La solution est parfaitement conforme à la jurisprudence antérieure. Il faut dire que l’interprétation des conditions d’accès à la profession alimente un abondant contentieux notamment lorsqu’il s’agit, comme en l’espèce, d’un candidat étranger. Ainsi, le Conseil constitutionnel a jugé que la condition de territorialité n’est pas discriminatoire dès lors que les personnes ne la remplissant pas ne sont pas privées du droit d’accéder à la profession d’avocat dans les conditions de droit commun (Cons. const. 6 juill. 2016, n° 2016-551 QPC, Dalloz actualité, 7 juill. 2016, art. A. Portmann ; D. 2016. 1506 ; ibid. 2017. 74, obs. T. Wickers ; Constitutions 2016. 529, chron. ). Pour les ressortissants de l’Union européenne, la Cour de cassation a ensuite précisé quelques mois plus tard qu’« une mesure qui entrave la libre circulation des travailleurs ne peut être admise que si elle poursuit un objectif légitime compatible avec le Traité et se justifie par des raisons impérieuses d’intérêt général, à condition que l’application d’une telle mesure soit propre à garantir la réalisation de l’objectif en cause et n’aille pas au-delà de ce qui est nécessaire pour atteindre cet objectif » (Civ. 1re,14 déc. 2016, nos 14-25.800 et 15-26.635, Dalloz actualité, 20 déc. 2016, art. A. Portmann ; D. 2016. 1008 ; ibid. 2017. 74, obs. T. Wickers ). Elle a par ailleurs considéré que l’exigence d’une pratique incluant l’exercice du droit national « n’est pas discriminatoire à l’égard des ressortissants d’autres États membres de l’Union européenne, qui peuvent la remplir s’ils ont travaillé en France, et qu’elle est indispensable pour garantir les connaissances et qualifications nécessaires à l’exercice de cette profession sur le territoire national ». Il en résulte que l’impétrant doit démontrer avoir pratiqué le droit français (par ex., Civ. 1re, 5 juill. 2017, n° 16-20.441, D. Avocats 2017. 307).
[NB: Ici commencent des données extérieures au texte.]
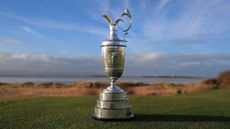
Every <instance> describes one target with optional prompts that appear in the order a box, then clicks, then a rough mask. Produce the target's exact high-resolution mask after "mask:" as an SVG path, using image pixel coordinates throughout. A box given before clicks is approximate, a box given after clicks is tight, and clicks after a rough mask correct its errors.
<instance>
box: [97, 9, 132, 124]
mask: <svg viewBox="0 0 230 129" xmlns="http://www.w3.org/2000/svg"><path fill="white" fill-rule="evenodd" d="M103 16H104V17H105V18H106V20H107V21H108V23H109V25H110V38H109V39H106V40H104V41H103V42H102V45H101V47H102V59H103V64H104V70H105V74H106V77H108V78H109V79H110V83H111V84H110V86H109V87H107V88H106V89H104V90H103V91H102V92H101V93H100V96H99V98H98V100H97V105H96V107H95V111H94V114H93V118H94V119H98V120H128V119H132V118H134V115H133V114H132V113H131V106H130V104H129V101H128V97H127V95H126V92H125V91H124V90H122V89H121V88H119V87H118V86H117V85H116V81H117V79H118V78H120V77H121V75H122V73H123V70H124V64H125V47H126V45H125V44H124V43H126V41H125V40H124V39H123V40H121V39H120V38H118V36H117V34H116V31H117V29H116V27H117V24H118V23H119V21H122V19H118V20H116V21H115V23H113V22H112V20H111V19H110V17H109V16H107V15H103ZM122 16H128V17H130V19H131V15H130V13H129V11H128V10H126V11H125V13H123V14H122V15H121V17H122ZM130 27H131V24H130V26H129V27H128V29H126V30H125V31H124V32H125V35H126V34H127V31H128V30H129V28H130Z"/></svg>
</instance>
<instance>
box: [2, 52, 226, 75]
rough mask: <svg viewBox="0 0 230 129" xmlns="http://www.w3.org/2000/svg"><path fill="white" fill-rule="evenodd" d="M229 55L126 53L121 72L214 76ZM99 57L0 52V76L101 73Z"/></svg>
mask: <svg viewBox="0 0 230 129" xmlns="http://www.w3.org/2000/svg"><path fill="white" fill-rule="evenodd" d="M229 60H230V54H227V53H206V54H205V53H204V54H163V53H161V54H159V53H151V52H149V53H142V54H136V55H127V56H126V67H125V71H124V74H125V75H132V76H138V75H190V76H216V75H217V74H218V73H219V72H221V71H224V70H229V69H230V61H229ZM103 71H104V70H103V65H102V62H101V58H100V57H96V56H88V57H86V56H79V57H73V58H66V57H52V56H47V55H31V54H23V53H2V52H1V53H0V73H1V75H4V74H5V75H19V74H20V75H29V76H30V75H33V76H36V75H43V76H72V75H81V76H82V75H92V74H104V73H103Z"/></svg>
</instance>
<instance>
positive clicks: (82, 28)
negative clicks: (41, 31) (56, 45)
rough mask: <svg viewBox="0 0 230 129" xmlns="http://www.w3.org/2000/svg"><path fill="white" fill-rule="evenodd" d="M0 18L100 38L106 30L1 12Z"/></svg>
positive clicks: (36, 25) (103, 29)
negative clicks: (90, 35) (4, 17)
mask: <svg viewBox="0 0 230 129" xmlns="http://www.w3.org/2000/svg"><path fill="white" fill-rule="evenodd" d="M0 16H4V17H7V18H11V19H15V20H18V21H22V22H25V23H27V24H30V25H35V26H39V27H43V28H50V29H63V30H74V31H80V32H83V33H89V34H96V35H100V36H105V34H106V29H103V28H100V27H98V26H93V25H88V24H83V23H70V22H63V21H58V20H50V19H38V18H27V17H24V16H19V15H15V14H11V13H6V12H2V11H0ZM22 29H23V30H25V31H27V32H28V33H33V34H36V32H34V31H33V30H31V29H30V28H28V27H22ZM37 34H38V33H37Z"/></svg>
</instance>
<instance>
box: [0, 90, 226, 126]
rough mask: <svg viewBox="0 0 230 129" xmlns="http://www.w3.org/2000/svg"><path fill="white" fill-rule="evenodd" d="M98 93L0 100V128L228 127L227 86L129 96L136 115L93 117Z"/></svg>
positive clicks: (131, 103) (134, 111) (129, 98)
mask: <svg viewBox="0 0 230 129" xmlns="http://www.w3.org/2000/svg"><path fill="white" fill-rule="evenodd" d="M96 99H97V96H86V97H39V98H27V99H14V100H0V129H158V128H159V129H230V89H217V90H209V91H203V92H196V93H189V94H183V95H177V96H129V99H130V103H131V105H132V106H133V110H132V111H133V113H134V114H135V119H134V120H132V121H125V122H122V121H118V122H116V121H106V122H105V121H96V120H93V119H91V115H92V113H93V110H94V106H95V105H96Z"/></svg>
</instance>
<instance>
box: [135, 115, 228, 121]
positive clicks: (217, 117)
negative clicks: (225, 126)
mask: <svg viewBox="0 0 230 129" xmlns="http://www.w3.org/2000/svg"><path fill="white" fill-rule="evenodd" d="M134 121H182V122H183V121H184V122H188V121H191V122H196V121H197V122H200V121H204V122H230V117H227V116H205V115H163V114H135V118H134Z"/></svg>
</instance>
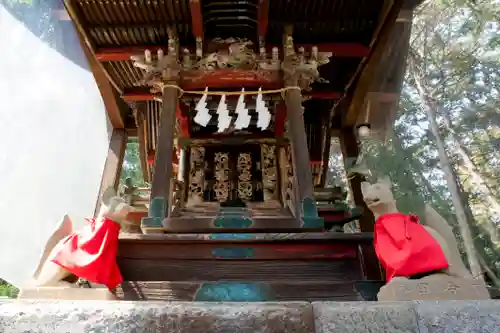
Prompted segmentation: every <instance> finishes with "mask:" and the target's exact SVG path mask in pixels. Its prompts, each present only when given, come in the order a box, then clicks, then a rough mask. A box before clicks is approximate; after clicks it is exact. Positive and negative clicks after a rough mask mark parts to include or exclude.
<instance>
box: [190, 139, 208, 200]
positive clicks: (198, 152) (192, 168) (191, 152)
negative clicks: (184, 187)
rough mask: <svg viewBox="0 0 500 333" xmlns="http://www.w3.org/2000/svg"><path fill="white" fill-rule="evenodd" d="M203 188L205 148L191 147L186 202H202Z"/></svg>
mask: <svg viewBox="0 0 500 333" xmlns="http://www.w3.org/2000/svg"><path fill="white" fill-rule="evenodd" d="M204 188H205V148H204V147H191V158H190V161H189V195H188V200H195V201H203V190H204Z"/></svg>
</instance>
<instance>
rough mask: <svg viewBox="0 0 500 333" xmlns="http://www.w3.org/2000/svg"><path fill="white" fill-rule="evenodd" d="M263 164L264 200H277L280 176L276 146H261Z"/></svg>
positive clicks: (262, 163)
mask: <svg viewBox="0 0 500 333" xmlns="http://www.w3.org/2000/svg"><path fill="white" fill-rule="evenodd" d="M261 164H262V168H261V169H262V185H263V189H264V200H272V199H275V193H276V180H277V174H278V172H277V166H276V146H274V145H261Z"/></svg>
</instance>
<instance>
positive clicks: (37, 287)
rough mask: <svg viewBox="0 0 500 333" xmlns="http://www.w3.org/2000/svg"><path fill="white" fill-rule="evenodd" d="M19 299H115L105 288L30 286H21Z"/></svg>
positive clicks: (98, 300) (94, 299)
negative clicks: (32, 286) (23, 286)
mask: <svg viewBox="0 0 500 333" xmlns="http://www.w3.org/2000/svg"><path fill="white" fill-rule="evenodd" d="M18 298H19V299H26V300H28V299H30V300H67V301H78V300H82V301H111V300H116V297H115V295H113V294H112V293H111V292H110V291H109V290H108V289H107V288H68V287H32V288H23V289H21V291H20V292H19V296H18Z"/></svg>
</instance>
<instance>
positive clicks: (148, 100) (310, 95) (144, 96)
mask: <svg viewBox="0 0 500 333" xmlns="http://www.w3.org/2000/svg"><path fill="white" fill-rule="evenodd" d="M304 96H308V97H311V98H315V99H332V100H335V99H340V98H342V96H344V93H343V92H340V91H312V92H305V93H304ZM122 98H123V100H124V101H126V102H141V101H154V100H161V95H159V94H152V93H150V92H149V91H148V90H147V89H146V90H145V89H127V90H125V92H124V94H123V95H122Z"/></svg>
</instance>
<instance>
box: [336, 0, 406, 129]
mask: <svg viewBox="0 0 500 333" xmlns="http://www.w3.org/2000/svg"><path fill="white" fill-rule="evenodd" d="M403 2H404V1H403V0H386V1H385V2H384V6H383V8H382V11H381V15H380V20H379V25H378V26H377V29H376V31H375V33H374V37H373V39H372V42H371V44H370V45H371V47H370V54H369V55H368V57H365V58H363V60H362V61H361V64H360V66H359V67H358V69H357V71H356V74H355V75H354V76H353V79H351V82H349V84H348V86H347V88H346V89H347V91H348V93H349V90H352V89H351V87H352V86H353V87H355V90H354V91H353V93H352V101H351V103H350V105H349V108H348V110H347V113H346V114H345V115H344V119H343V121H342V125H343V126H346V127H349V126H353V125H354V124H355V123H356V121H357V119H358V115H359V112H360V111H361V110H362V107H363V104H364V102H365V98H366V96H367V93H368V92H369V89H370V88H371V84H372V82H373V79H374V77H375V74H376V69H377V68H378V66H379V64H380V62H381V60H382V57H383V55H384V51H385V50H386V47H387V45H388V42H389V40H390V36H391V32H392V29H393V28H394V26H395V24H396V20H397V18H398V15H399V12H400V10H401V7H402V5H403Z"/></svg>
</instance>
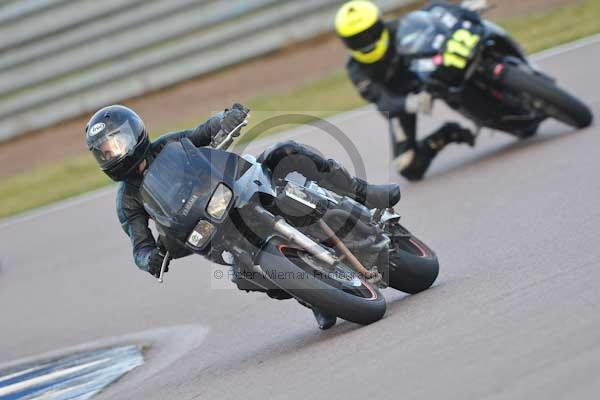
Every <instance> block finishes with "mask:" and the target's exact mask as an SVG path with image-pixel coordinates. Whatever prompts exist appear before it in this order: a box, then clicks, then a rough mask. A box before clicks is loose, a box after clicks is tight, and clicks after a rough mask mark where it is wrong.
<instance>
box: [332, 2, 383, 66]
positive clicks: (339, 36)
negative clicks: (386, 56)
mask: <svg viewBox="0 0 600 400" xmlns="http://www.w3.org/2000/svg"><path fill="white" fill-rule="evenodd" d="M335 31H336V32H337V34H338V36H339V37H340V38H341V39H342V41H343V42H344V43H345V44H346V46H347V47H348V48H349V49H350V51H351V54H352V57H353V58H354V59H355V60H357V61H358V62H361V63H364V64H373V63H375V62H377V61H379V60H381V59H382V58H383V56H385V53H386V52H387V49H388V47H389V43H390V34H389V32H388V30H387V29H386V27H385V23H384V22H383V18H382V15H381V11H380V10H379V8H378V7H377V6H376V5H375V4H373V3H371V2H370V1H367V0H353V1H349V2H347V3H346V4H344V5H343V6H342V7H341V8H340V9H339V10H338V12H337V15H336V16H335Z"/></svg>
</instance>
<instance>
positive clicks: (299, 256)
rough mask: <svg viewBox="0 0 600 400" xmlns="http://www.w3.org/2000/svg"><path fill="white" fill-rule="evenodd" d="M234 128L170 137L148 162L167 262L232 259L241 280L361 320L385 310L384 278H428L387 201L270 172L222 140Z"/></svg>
mask: <svg viewBox="0 0 600 400" xmlns="http://www.w3.org/2000/svg"><path fill="white" fill-rule="evenodd" d="M241 126H242V125H240V126H239V127H238V128H236V130H237V129H240V128H241ZM234 133H235V132H232V133H230V134H229V135H228V136H226V137H222V136H224V135H221V137H219V138H218V140H217V141H216V143H218V145H217V146H215V147H216V148H211V147H205V148H196V147H195V146H194V145H193V144H192V143H191V142H190V141H189V140H188V139H182V140H181V141H180V142H173V143H170V144H168V145H167V146H165V148H164V149H163V150H162V151H161V152H160V154H159V155H158V156H157V158H156V159H155V160H154V161H153V163H152V164H151V165H150V167H149V168H148V171H147V173H146V175H145V177H144V180H143V183H142V189H141V191H142V198H143V201H144V207H145V209H146V210H147V211H148V213H149V215H150V216H151V217H152V219H153V220H154V221H155V224H156V228H157V230H158V233H159V243H160V244H161V246H162V247H163V249H164V251H165V258H164V262H163V271H164V269H165V267H166V266H167V264H168V263H169V261H170V260H171V259H172V258H179V257H183V256H185V255H189V254H191V253H197V254H201V255H204V256H207V257H209V258H210V259H211V260H215V261H217V262H221V263H226V264H231V265H232V267H231V268H232V271H233V272H234V275H233V276H234V277H235V280H236V283H237V284H238V287H240V288H242V289H243V288H244V287H245V286H244V285H247V286H246V287H247V288H248V289H250V288H253V289H256V288H260V289H261V290H264V291H269V290H279V291H281V290H283V291H284V292H285V293H287V294H289V295H291V296H293V297H295V298H296V299H297V300H298V301H299V302H301V303H302V304H304V305H307V306H309V307H316V308H319V309H321V310H323V311H326V312H328V313H330V314H334V315H336V316H338V317H340V318H343V319H346V320H348V321H352V322H356V323H359V324H369V323H372V322H374V321H377V320H379V319H380V318H381V317H382V316H383V315H384V313H385V309H386V303H385V299H384V298H383V296H382V294H381V292H380V289H381V288H384V287H387V286H390V287H392V288H395V289H397V290H400V291H403V292H406V293H417V292H420V291H422V290H425V289H427V288H428V287H430V286H431V285H432V284H433V282H434V281H435V279H436V277H437V275H438V260H437V258H436V256H435V254H434V253H433V251H432V250H431V249H430V248H429V247H428V246H427V245H425V244H424V243H423V242H422V241H420V240H419V239H417V238H416V237H415V236H414V235H412V234H411V233H410V232H409V231H408V230H407V229H406V228H404V227H403V226H402V225H401V224H400V222H399V219H400V216H399V215H398V214H396V213H395V212H394V210H393V209H374V210H369V209H367V208H366V207H365V206H363V205H361V204H359V203H357V202H355V201H354V200H352V199H350V198H348V197H343V196H339V195H338V194H336V193H333V192H331V191H328V190H325V189H323V188H321V187H319V186H318V185H317V184H316V183H315V182H312V181H307V182H303V183H299V182H296V181H291V180H276V181H273V180H272V176H271V172H270V171H269V170H268V169H267V168H265V167H264V166H262V165H261V164H260V163H258V162H257V161H256V159H255V158H254V157H252V156H250V155H245V156H243V157H241V156H239V155H237V154H235V153H233V152H228V151H225V150H223V149H224V148H226V147H227V146H228V145H229V144H231V142H232V140H233V139H232V138H233V134H234ZM163 271H161V274H160V278H159V280H160V281H161V282H162V278H163Z"/></svg>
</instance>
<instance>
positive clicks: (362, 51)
mask: <svg viewBox="0 0 600 400" xmlns="http://www.w3.org/2000/svg"><path fill="white" fill-rule="evenodd" d="M384 30H385V24H384V23H383V21H381V20H378V21H377V22H376V23H375V25H373V26H372V27H370V28H369V29H367V30H366V31H364V32H360V33H358V34H356V35H354V36H350V37H347V38H342V40H343V41H344V43H345V44H346V46H348V48H350V49H352V50H357V51H362V52H363V53H368V52H369V51H372V50H373V48H374V47H375V44H376V43H377V41H378V40H379V39H381V35H382V34H383V31H384Z"/></svg>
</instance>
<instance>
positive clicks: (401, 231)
mask: <svg viewBox="0 0 600 400" xmlns="http://www.w3.org/2000/svg"><path fill="white" fill-rule="evenodd" d="M395 228H396V230H397V232H396V235H394V237H393V240H392V248H391V251H390V254H389V267H388V269H387V270H384V271H382V275H383V278H384V280H385V281H386V282H387V283H388V285H389V286H390V287H392V288H394V289H396V290H400V291H401V292H404V293H409V294H415V293H419V292H422V291H423V290H425V289H428V288H429V287H431V285H433V283H434V282H435V280H436V279H437V276H438V274H439V271H440V266H439V262H438V258H437V256H436V255H435V253H434V252H433V250H431V249H430V248H429V246H427V245H426V244H425V243H423V242H422V241H421V240H419V239H418V238H417V237H415V236H414V235H412V234H411V233H410V232H409V231H408V230H407V229H406V228H404V227H403V226H402V225H400V224H397V225H396V227H395Z"/></svg>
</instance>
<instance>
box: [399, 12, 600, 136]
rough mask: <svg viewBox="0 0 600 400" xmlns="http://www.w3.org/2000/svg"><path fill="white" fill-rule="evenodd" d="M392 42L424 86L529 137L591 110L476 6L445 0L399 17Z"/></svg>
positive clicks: (588, 121)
La solution est logique et doit être approuvée. L’accès par passerelle au barreau étant une dérogation à la voie classique – qui consiste, après avoir intégré une école et suivi une formation pendant dix-huit mois, à passer l’examen de certificat d’aptitude à la profession d’avocat (CAPA) – doit être interprétée restrictivement. Cela implique une appréciation stricte des candidatures, comme le rappelle la Cour de cassation régulièrement (à propos d’un magistrat marocain, v. Civ. 1re, 16 mai 2018, n° 17-19.265, Dalloz actualité, 5 juin 2018, obs. G. Deharo ; D. 2018. 1082 ; JCP 2018. Doctr. 1774, n° 1, obs. S. Bortoluzzi ; Gaz. Pal. 4 déc. 2018, n° 335, p. 28). Si donc la Cour de justice invite à mieux prendre en compte les activités juridiques comportant la pratique du droit national, cela ne doit pas pour autant conduire à admettre qu’un fonctionnaire européen pratique nécessairement le droit national dans le cadre de son activité.

L’arrêt soulève une fois de plus la question de la nécessité de réformer les voies d’accès dérogatoires à la profession d’avocat. Lors de l’adoption d’un rapport présenté à l’assemblée générale des 10 et 11 janvier 2020, le Conseil national des barreaux a ainsi proposé de réécrire l’article 98 afin d’unifier les durées d’expérience, d’actualiser les formulations et d’intégrer la jurisprudence. Il reste à espérer que le législateur s’empare du sujet.